La
questione era capire se lo Spirito Santo avrebbe assecondato le dinamiche mondane
della geopolitica del XXI secolo. Se cioè dall’alto avrebbe indicato un
successore di Pietro lontano dall’Europa e dalla crisi dell’Occidente nella sua
accezione più ampia, di fronte alle nuove potenze invece dinamiche ed emergenti.
Come si usa in questi tempi di riforme
difficili, anche dal paradiso hanno fatto una scelta intermedia: un papa vicino
ai poveri ma apparentemente non grande innovatore della Chiesa; non africano né
asiatico ma latino americano, cioè del continente più simile e vicino all’Occidente;
vescovo della più europea e meno latino-americana fra le capitali di quel
continente.
A parte lo scontro di potere fra Curia romana
e innovatori, della necessità di salvaguardare o modificare i dogmi, se la
priorità dello Spirito Santo fosse stata solo geopolitica (l’influenza della
cristianità cattolica nel mondo), scegliendo un papa africano avrebbe dato
un’indicazione precisa: il futuro è lì. E’ proprio in Africa che in termini
numerici di fedeli il cattolicesimo sta sconfiggendo la penetrazione
dell’Islam. Anche se avesse scelto un pontefice latino-americano ma brasiliano,
il dito di Dio nella Cappella Sistina avrebbe indicato un’alternativa a due
millenni di Chiesa d’Occidente: il Paese più emergente e forse di maggior
successo fra i Brics. Un’alternativa socio-economica e geopolitica piuttosto
precisa.
Se, al contrario, la priorità fosse stata confermare
il solido ancoraggio della cristianità all’Occidente, confidando che la sua
crisi in termini di potere globale, prodotto interno e vocazione religiosa, sia
solo un disagio passeggero, lo Spirito Santo avrebbe sicuramente scelto un papa
del Nord America. Sarebbe stata una scommessa sul futuro: negli Stati Uniti il
cattolicesimo è la fede che cresce di più. Nel 1906 i cattolici erano il 17%
della popolazione, ora sono il 24 ma presto saranno maggioranza grazie agli immigrati
dall’America Latina e ai loro figli che si moltiplicano.
Pensando al dopo Obama, perfino i repubblicani
hanno trovato fra i latinos un possibile candidato presidenziale.
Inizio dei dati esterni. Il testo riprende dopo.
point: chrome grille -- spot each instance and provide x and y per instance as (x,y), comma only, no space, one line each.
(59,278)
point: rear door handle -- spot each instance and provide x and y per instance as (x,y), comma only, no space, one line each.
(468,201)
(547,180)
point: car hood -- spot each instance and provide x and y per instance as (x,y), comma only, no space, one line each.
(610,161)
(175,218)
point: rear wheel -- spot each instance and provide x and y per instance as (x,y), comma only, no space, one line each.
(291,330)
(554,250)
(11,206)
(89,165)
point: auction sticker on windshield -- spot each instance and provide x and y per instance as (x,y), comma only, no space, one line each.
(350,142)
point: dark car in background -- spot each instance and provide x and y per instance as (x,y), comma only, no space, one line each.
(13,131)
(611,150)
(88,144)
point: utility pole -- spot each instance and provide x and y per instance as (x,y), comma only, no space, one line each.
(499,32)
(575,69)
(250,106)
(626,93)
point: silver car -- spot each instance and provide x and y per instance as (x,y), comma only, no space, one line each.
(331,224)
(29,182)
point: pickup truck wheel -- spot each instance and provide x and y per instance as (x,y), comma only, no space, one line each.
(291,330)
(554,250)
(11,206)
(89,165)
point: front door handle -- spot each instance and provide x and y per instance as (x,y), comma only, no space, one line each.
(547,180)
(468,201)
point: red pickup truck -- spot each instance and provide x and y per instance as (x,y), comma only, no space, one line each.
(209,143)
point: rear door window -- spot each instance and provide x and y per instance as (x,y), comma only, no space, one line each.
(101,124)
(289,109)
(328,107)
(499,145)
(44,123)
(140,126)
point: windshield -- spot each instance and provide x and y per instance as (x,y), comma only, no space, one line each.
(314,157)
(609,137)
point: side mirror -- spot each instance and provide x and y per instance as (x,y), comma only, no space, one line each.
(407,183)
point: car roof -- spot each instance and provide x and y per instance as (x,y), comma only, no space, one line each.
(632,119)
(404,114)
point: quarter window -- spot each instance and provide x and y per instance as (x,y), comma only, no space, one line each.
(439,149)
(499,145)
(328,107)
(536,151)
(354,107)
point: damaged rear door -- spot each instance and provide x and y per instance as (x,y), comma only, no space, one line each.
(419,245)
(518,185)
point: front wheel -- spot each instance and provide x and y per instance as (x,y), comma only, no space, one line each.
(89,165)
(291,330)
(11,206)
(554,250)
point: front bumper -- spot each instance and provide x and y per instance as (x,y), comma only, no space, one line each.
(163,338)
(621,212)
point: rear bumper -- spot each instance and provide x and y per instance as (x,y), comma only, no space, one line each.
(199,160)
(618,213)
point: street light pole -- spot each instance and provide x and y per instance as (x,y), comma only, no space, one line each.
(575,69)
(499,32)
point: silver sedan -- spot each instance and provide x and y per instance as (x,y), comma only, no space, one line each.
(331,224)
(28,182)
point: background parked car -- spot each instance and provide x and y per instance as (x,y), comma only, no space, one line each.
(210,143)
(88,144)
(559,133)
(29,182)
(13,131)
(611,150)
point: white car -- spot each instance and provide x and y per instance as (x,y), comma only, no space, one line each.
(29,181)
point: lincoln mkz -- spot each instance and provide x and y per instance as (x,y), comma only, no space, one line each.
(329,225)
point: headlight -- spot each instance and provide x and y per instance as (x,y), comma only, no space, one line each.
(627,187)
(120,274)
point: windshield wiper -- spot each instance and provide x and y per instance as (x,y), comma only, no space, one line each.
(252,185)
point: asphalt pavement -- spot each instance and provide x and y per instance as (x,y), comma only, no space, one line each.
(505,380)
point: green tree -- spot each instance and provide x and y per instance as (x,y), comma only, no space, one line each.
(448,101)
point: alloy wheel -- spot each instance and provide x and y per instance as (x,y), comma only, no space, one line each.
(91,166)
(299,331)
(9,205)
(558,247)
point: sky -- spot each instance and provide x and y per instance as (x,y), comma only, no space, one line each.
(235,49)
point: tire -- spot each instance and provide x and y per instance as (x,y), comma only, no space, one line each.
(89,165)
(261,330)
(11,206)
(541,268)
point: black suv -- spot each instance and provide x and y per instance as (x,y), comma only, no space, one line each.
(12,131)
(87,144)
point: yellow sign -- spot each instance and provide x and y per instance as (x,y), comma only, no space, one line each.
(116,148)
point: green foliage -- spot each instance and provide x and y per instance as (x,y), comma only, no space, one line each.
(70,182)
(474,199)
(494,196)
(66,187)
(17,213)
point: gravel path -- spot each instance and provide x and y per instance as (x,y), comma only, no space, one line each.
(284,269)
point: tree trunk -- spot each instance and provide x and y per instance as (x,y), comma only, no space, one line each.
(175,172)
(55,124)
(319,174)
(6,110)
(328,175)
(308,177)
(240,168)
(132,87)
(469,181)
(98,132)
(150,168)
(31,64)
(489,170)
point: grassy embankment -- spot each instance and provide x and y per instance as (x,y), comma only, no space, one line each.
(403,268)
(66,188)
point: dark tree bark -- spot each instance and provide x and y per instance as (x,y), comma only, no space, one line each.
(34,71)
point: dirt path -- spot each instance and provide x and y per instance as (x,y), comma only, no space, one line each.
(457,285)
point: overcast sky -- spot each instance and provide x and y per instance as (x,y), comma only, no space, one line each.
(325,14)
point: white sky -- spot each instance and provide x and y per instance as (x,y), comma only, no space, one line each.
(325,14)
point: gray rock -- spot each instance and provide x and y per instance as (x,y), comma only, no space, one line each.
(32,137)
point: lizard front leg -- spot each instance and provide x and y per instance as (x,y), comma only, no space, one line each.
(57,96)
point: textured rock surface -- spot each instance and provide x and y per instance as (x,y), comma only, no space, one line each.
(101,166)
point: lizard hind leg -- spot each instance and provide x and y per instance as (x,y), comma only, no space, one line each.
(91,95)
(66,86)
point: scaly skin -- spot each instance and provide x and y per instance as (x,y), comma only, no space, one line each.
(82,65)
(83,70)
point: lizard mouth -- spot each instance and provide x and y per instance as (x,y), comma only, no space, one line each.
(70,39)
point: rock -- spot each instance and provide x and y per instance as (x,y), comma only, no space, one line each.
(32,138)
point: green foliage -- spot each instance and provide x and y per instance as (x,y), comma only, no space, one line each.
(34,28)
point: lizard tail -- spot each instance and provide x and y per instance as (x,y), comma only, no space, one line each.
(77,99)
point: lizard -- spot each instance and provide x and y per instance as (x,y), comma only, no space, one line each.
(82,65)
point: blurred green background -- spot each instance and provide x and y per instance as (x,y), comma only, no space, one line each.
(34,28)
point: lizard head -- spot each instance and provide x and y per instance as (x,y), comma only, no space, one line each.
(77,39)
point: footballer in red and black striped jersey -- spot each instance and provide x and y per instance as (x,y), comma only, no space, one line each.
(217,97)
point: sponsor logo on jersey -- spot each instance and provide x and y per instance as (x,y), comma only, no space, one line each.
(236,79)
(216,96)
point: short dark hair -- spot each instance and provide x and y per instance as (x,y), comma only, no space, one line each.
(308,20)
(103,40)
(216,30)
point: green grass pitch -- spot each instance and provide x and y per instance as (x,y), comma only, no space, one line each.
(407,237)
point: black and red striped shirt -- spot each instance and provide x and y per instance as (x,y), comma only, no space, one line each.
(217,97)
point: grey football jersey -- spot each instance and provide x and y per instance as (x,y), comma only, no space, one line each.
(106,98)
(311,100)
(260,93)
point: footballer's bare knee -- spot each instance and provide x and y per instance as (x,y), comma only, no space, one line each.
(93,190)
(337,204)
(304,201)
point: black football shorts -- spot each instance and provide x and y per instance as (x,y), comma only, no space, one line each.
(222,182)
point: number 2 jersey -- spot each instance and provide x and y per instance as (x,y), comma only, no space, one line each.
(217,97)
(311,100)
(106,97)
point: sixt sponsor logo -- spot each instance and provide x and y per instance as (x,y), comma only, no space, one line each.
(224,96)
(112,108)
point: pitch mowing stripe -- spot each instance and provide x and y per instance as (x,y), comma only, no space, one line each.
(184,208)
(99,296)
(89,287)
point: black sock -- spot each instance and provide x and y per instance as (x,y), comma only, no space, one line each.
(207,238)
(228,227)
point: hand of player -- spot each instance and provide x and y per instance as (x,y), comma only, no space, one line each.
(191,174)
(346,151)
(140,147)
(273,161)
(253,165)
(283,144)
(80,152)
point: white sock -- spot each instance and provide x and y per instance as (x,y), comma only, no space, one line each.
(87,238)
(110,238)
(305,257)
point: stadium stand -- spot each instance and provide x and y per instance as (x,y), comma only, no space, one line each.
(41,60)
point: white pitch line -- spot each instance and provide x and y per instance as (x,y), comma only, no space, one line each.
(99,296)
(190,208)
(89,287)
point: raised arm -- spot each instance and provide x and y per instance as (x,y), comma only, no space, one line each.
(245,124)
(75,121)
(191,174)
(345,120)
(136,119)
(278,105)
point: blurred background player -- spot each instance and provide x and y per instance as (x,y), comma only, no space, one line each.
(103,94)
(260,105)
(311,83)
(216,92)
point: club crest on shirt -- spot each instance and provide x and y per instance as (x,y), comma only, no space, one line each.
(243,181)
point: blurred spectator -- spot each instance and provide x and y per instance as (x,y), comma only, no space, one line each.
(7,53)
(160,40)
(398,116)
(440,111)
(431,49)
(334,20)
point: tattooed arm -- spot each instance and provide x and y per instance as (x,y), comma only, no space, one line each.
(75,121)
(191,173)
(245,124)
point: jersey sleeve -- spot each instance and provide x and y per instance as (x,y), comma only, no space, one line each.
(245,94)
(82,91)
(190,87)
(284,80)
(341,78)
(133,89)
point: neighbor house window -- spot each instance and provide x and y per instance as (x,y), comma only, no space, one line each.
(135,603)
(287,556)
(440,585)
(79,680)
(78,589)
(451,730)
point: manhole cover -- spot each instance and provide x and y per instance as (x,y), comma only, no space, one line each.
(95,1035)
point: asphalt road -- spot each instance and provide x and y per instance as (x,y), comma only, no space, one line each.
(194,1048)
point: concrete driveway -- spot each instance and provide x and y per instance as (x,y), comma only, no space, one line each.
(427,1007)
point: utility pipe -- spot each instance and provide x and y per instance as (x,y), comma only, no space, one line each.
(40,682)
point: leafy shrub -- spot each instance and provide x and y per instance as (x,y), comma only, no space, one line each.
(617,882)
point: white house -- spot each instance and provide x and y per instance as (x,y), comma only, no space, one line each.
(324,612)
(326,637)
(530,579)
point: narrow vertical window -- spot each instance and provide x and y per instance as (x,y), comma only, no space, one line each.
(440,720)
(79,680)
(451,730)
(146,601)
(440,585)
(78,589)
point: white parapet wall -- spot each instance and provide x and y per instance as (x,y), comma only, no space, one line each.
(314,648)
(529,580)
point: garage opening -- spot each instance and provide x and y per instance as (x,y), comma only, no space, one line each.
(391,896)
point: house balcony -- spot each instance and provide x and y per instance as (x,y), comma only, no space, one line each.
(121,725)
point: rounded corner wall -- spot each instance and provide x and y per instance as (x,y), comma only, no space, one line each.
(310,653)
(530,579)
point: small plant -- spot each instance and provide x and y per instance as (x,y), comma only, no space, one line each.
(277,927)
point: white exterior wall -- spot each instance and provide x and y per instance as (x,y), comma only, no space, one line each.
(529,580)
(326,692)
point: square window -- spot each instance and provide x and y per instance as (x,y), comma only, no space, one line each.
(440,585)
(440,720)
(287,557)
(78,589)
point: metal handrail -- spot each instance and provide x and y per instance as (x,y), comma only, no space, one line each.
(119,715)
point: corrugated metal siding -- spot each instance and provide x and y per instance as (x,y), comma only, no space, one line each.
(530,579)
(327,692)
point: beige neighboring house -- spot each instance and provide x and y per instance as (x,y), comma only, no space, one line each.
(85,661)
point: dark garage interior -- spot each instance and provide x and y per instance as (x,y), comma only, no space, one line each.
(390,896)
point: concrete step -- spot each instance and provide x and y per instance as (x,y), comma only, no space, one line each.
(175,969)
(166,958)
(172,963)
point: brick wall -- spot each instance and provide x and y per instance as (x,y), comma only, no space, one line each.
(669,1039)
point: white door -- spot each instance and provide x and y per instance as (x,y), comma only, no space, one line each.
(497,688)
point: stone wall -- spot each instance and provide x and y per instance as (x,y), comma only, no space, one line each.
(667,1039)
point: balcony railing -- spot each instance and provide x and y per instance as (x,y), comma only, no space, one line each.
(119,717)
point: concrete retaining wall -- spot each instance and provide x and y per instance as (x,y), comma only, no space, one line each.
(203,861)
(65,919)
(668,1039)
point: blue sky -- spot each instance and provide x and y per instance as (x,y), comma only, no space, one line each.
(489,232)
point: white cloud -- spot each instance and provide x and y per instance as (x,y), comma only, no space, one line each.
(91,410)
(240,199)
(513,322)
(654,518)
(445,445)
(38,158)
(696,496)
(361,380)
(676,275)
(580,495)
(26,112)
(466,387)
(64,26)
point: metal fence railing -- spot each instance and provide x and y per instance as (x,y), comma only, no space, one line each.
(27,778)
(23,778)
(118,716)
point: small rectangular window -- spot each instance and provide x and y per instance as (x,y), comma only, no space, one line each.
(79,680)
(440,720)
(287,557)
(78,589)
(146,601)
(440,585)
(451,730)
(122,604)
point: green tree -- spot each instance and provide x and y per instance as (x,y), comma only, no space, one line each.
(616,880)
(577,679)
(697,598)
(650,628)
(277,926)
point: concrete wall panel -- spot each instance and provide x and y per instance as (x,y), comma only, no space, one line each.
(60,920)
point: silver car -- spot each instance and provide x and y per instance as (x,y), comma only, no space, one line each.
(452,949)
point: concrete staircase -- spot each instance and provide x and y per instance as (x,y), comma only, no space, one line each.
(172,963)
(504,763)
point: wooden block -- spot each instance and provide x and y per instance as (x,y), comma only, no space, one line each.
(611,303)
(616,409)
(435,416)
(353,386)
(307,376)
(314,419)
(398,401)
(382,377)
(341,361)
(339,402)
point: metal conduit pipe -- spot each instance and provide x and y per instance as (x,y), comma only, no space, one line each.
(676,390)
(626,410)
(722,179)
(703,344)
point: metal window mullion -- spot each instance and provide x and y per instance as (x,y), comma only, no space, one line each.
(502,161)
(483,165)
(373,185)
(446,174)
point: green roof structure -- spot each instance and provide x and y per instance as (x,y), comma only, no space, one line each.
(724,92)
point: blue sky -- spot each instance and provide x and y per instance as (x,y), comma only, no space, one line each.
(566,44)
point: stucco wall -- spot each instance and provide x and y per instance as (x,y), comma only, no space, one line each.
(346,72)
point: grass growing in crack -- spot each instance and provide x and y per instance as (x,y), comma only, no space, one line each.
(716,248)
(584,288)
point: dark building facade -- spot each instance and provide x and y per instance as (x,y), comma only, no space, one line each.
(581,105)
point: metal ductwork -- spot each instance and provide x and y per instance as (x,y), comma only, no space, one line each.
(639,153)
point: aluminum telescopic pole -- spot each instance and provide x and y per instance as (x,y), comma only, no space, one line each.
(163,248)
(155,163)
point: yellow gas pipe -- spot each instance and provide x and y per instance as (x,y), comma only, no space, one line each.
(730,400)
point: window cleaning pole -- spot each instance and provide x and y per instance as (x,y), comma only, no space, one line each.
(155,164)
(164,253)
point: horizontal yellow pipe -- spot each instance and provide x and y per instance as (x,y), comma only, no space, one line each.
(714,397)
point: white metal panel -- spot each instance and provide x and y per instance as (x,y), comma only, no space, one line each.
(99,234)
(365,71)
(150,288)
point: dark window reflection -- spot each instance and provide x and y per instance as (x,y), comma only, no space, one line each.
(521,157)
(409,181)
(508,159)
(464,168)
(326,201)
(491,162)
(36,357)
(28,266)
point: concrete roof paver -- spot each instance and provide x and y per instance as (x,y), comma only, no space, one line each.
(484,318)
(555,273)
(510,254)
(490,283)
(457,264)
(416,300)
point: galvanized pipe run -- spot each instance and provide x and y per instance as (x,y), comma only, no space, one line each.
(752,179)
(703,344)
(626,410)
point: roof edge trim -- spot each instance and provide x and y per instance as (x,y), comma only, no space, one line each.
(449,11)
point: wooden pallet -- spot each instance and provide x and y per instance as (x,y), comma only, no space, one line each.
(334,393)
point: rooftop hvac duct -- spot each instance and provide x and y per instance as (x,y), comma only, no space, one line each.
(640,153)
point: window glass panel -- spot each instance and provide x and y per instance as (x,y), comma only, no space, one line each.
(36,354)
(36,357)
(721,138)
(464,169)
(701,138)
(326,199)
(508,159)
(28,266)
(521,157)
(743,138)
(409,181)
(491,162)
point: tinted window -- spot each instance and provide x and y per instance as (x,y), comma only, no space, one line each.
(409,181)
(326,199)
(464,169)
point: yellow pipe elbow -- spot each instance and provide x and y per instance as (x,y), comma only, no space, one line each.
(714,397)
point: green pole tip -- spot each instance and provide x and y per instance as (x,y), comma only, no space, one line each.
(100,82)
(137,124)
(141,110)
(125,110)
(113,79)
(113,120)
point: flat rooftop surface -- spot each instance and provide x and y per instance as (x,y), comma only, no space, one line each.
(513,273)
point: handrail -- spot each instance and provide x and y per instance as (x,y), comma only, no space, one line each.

Un presidente
cattolico: nemmeno gli scandali sulla pedofilia potranno fermare questa marcia
verso la più influente delle cariche temporali che esista al mondo.
Ma lo Spirito Santo ha deciso di prendere
altro tempo, di assistere con un certo distacco alle confuse dinamiche della
geopolitica. Mutatis mutandis, ha fatto come Barack Obama: un passo indietro
dal palcoscenico internazionale per dedicarsi a rimettere ordine nei conti e
nella disciplina di casa. A meno che la semplicità di papa Francesco non
nasconda una personalità esplosiva che cambierà il mondo. Ma come farebbe ogni
diplomatico di esperienza, questo lo Spirito Santo non lo ha rivelato.